MINNEAPOLIS, MN -- (Marketwired) -- 05/12/14 -- ValueVision Media, Inc. (NASDAQ: VVTV) ("ValueVision"), a multichannel electronic retailer via TV, Internet and mobile, today mailed a letter to its shareholders regarding the slate of nominees and proposals to be put forth by Clinton Group and its affiliates ("Clinton") at ValueVision's 2014 Annual Meeting of Shareholders.

The full text of the letter from Randy Ronning, Chairman of the Board, is below:

May 12, 2014

Dear Fellow ValueVision Shareholder:

At ValueVision's upcoming Annual Meeting of Shareholders, which will be held on June 18, 2014, you will be asked to make an important decision regarding the future of your Company.

Clinton Group ("Clinton"), a hedge fund that appears to beneficially own approximately 4% of ValueVision shares, and that holds only partially disclosed derivative positions, has launched a proxy contest in an attempt to take control of 75% of the seats on ValueVision's Board of Directors. Your vote is important in this election and we urge you to be sure to vote so that your voice is heard at this year's Annual Meeting.


  • Elect ValueVision's highly qualified and experienced director nominees to support the continued successful execution of ValueVision's strategy for creating lasting and sustainable growth for all shareholders.

  • Reject Clinton's campaign to take control of the Company without paying for it, and with no clear strategy to deliver shareholder value.

ValueVision's Board has the demonstrated strength, diversity, experience and qualifications to provide effective and independent oversight and direction to the Company. ValueVision's Board consists of eight highly qualified directors, seven of whom are independent and all of whom possess substantial industry and public company expertise. Each member of your Board is committed to delivering superior results and serving the best interests of ALL ValueVision shareholders.

Clinton is seeking to take control of the ValueVision Board. Rather than paying for control by acquiring additional shares, Clinton has actually reduced its beneficial ownership in ValueVision shares by almost 40% during the course of its campaign.

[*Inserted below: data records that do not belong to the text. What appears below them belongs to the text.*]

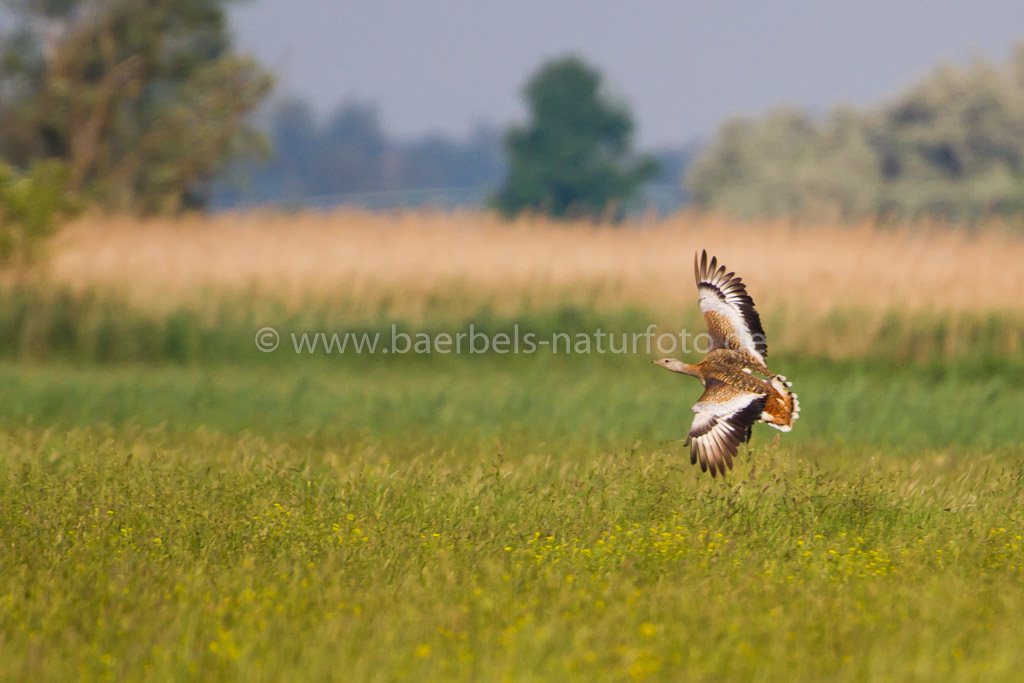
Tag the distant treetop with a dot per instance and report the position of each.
(573, 157)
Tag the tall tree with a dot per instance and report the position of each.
(143, 99)
(573, 157)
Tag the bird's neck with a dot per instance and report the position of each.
(685, 369)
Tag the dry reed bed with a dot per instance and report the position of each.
(406, 261)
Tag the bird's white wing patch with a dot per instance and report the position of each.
(732, 321)
(720, 426)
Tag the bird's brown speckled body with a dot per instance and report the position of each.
(739, 390)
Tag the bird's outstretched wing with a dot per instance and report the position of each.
(732, 321)
(723, 421)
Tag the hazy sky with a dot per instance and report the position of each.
(443, 66)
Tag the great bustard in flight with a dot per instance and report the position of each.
(735, 395)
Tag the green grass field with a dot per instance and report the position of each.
(226, 515)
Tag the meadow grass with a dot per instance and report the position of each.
(503, 518)
(137, 553)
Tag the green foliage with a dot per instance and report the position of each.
(143, 100)
(31, 207)
(951, 146)
(573, 158)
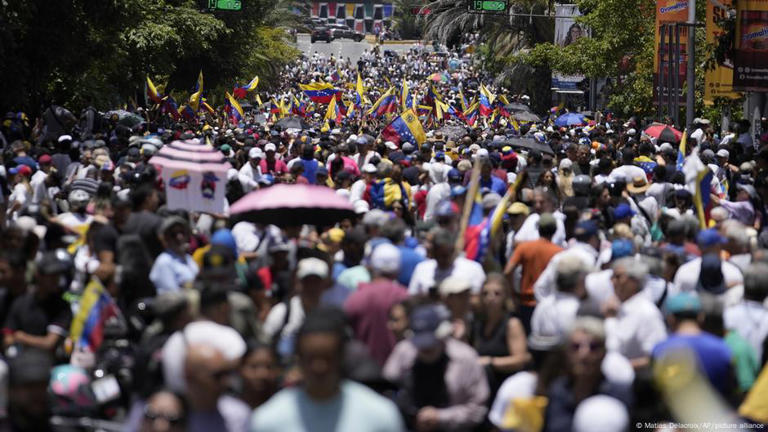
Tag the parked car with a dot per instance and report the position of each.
(339, 31)
(321, 33)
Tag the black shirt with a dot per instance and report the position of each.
(39, 317)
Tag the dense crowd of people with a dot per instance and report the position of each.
(602, 271)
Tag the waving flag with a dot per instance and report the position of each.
(152, 92)
(486, 101)
(387, 103)
(681, 151)
(235, 111)
(320, 92)
(195, 98)
(405, 128)
(698, 179)
(242, 92)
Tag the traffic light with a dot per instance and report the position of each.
(225, 5)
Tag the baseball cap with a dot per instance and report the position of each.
(429, 325)
(682, 302)
(454, 285)
(709, 237)
(623, 211)
(385, 259)
(255, 153)
(312, 267)
(518, 208)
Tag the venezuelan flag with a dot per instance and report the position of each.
(242, 92)
(236, 111)
(486, 101)
(196, 97)
(152, 92)
(405, 128)
(320, 92)
(387, 103)
(681, 151)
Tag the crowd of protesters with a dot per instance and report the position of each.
(115, 307)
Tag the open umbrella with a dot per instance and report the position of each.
(528, 143)
(293, 205)
(570, 119)
(663, 133)
(526, 116)
(439, 77)
(194, 174)
(292, 123)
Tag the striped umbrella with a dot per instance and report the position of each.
(194, 174)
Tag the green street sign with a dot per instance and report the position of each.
(225, 4)
(489, 5)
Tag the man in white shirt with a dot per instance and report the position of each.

Your Board of Directors urges you, our valued shareholders, to protect the value of your investment by voting the WHITE proxy card to elect the Company's highly qualified and experienced nominees.


Since the appointment of Keith Stewart, who has over 21 years of multichannel retailing experience, as Chief Executive Officer in January 2009, ValueVision's share price has increased by approximately 869% from $0.52 to $5.04, the closing share price on May 9, 2014. An investment in ValueVision is worth more than three times as much as an investment in the Russell 2000 index over the same period.

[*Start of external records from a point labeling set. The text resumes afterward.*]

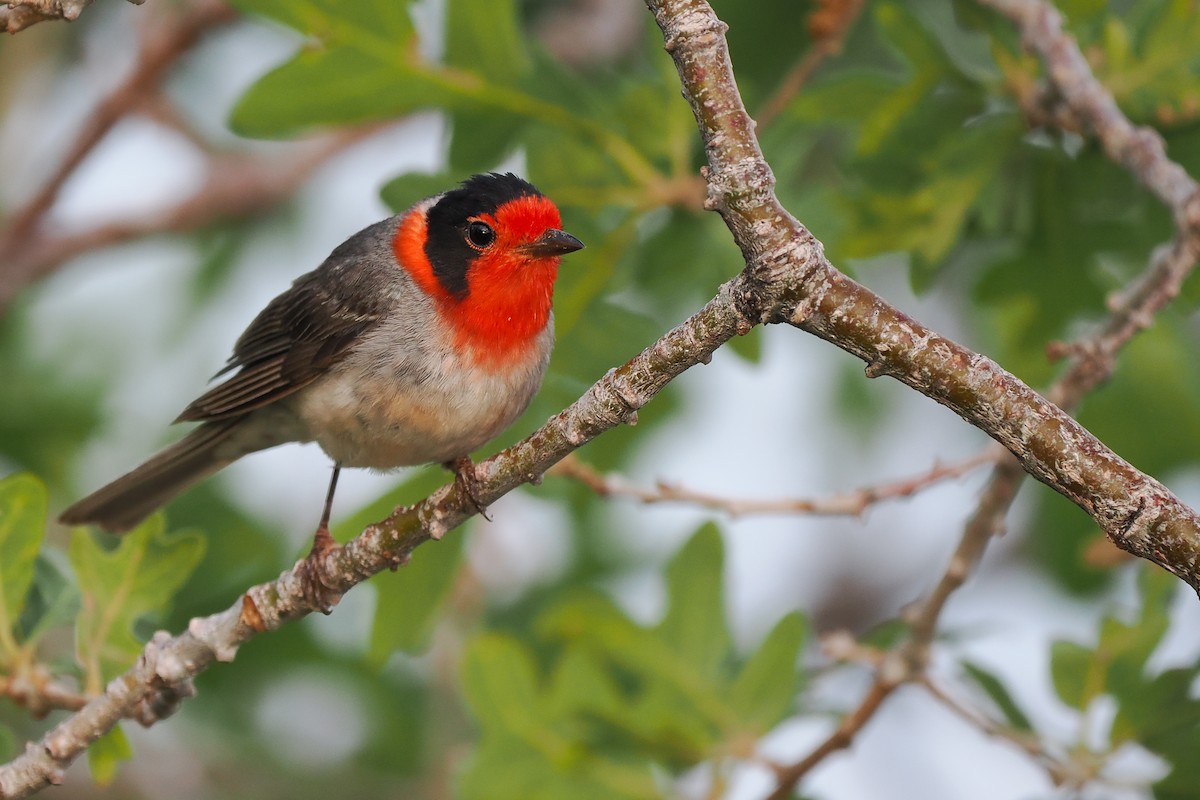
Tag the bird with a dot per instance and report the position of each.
(420, 338)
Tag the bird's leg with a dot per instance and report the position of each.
(317, 591)
(322, 541)
(463, 469)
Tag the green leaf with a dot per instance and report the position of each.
(501, 685)
(695, 620)
(485, 37)
(336, 19)
(765, 690)
(1163, 717)
(995, 689)
(123, 585)
(22, 524)
(334, 86)
(411, 600)
(54, 600)
(1071, 668)
(106, 755)
(580, 683)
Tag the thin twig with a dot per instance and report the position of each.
(36, 690)
(19, 14)
(23, 242)
(852, 504)
(237, 186)
(1061, 773)
(162, 675)
(828, 25)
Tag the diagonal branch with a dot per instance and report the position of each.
(18, 14)
(1138, 512)
(850, 504)
(162, 674)
(27, 252)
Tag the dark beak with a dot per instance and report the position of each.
(552, 242)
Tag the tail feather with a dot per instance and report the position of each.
(133, 497)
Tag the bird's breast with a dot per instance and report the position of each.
(387, 407)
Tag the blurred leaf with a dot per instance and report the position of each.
(334, 86)
(336, 18)
(484, 35)
(411, 600)
(45, 415)
(695, 620)
(120, 587)
(1074, 677)
(22, 525)
(501, 686)
(1164, 716)
(765, 690)
(106, 755)
(995, 689)
(54, 600)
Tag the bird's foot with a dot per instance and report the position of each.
(317, 593)
(463, 469)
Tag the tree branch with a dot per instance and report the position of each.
(19, 14)
(851, 504)
(1139, 513)
(27, 251)
(153, 687)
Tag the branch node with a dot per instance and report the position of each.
(250, 614)
(221, 648)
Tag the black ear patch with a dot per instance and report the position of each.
(447, 242)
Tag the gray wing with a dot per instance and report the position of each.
(300, 334)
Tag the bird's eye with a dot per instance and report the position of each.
(480, 234)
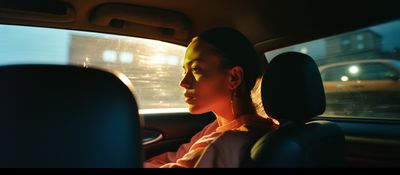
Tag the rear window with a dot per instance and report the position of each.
(360, 71)
(154, 67)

Mr. Stewart's initial mandate as CEO was to execute a turnaround of ValueVision, which at that time had an uncertain future. We believe real progress has been made and continues to be made to position the Company for the future. ValueVision's management team, working closely with the Board of Directors, has:

  • Significantly diversified and broadened its merchandise offerings;
  • Reduced the average selling price to enable customer growth;
  • Dramatically improved the customer experience and satisfaction levels;
  • Streamlined company-wide operations;
  • Enhanced fulfillment and customer service capabilities;
  • Improved the quality of the Company's TV distribution footprint while significantly reducing the cost; and
  • Enhanced the stability and flexibility of ValueVision's balance sheet, resulting in stronger financial performance.

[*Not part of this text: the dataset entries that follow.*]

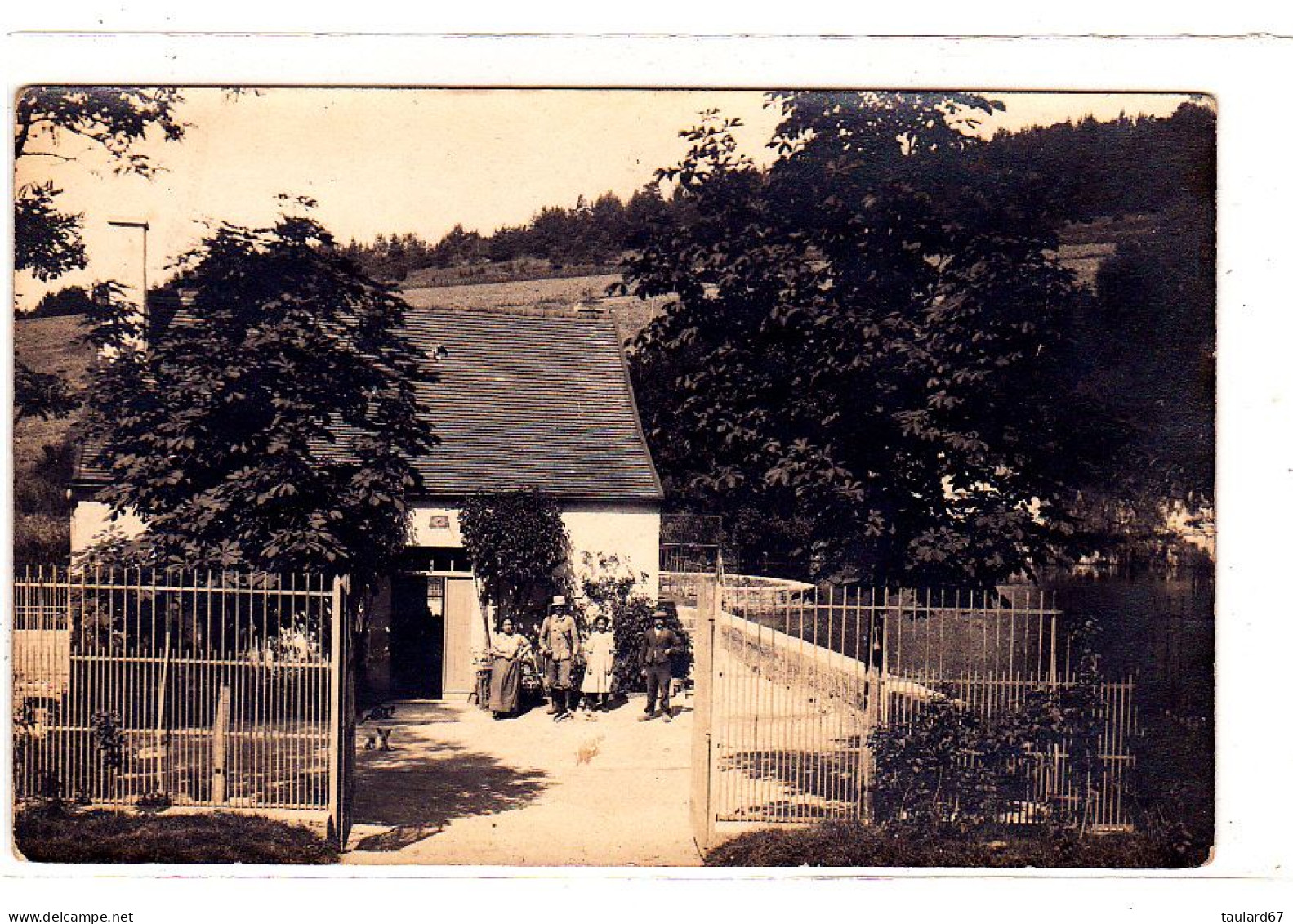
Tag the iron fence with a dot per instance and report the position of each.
(206, 689)
(798, 678)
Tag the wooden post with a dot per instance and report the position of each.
(709, 600)
(220, 749)
(337, 681)
(159, 735)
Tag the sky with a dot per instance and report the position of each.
(383, 161)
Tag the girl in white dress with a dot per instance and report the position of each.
(599, 653)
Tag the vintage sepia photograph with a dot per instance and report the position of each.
(614, 478)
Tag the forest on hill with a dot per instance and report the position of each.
(1080, 171)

We have provided clear financial and operating metrics by which shareholders can measure the progress of the turnaround. Units shipped have doubled as ValueVision has increased its household penetration and purchase frequency. For fiscal year 2013 as compared to fiscal year 2008, net units shipped increased by 132% from three million to seven million. Over the same period, by lowering the average price point of our merchandise by 54%, we have broadened the appeal of our product offerings across 86 million U.S. homes reached via television and via our online and mobile digital store front, achieving industry leading Internet sales penetration.

In addition, distribution costs of our national footprint of cable and satellite homes decreased to $1.07 per home in fiscal 2013 versus $1.72 per home in fiscal 2008. The Company has also improved the productivity of its national distribution footprint by optimizing its network through lower channel positions, the addition of second channels and better adjacencies. Moreover, our Adjusted EBITDA was $18 million in fiscal 2013 versus a loss of $51 million in fiscal 2008. We have achieved a 49% reduction in transaction costs per shipped unit during that timeframe.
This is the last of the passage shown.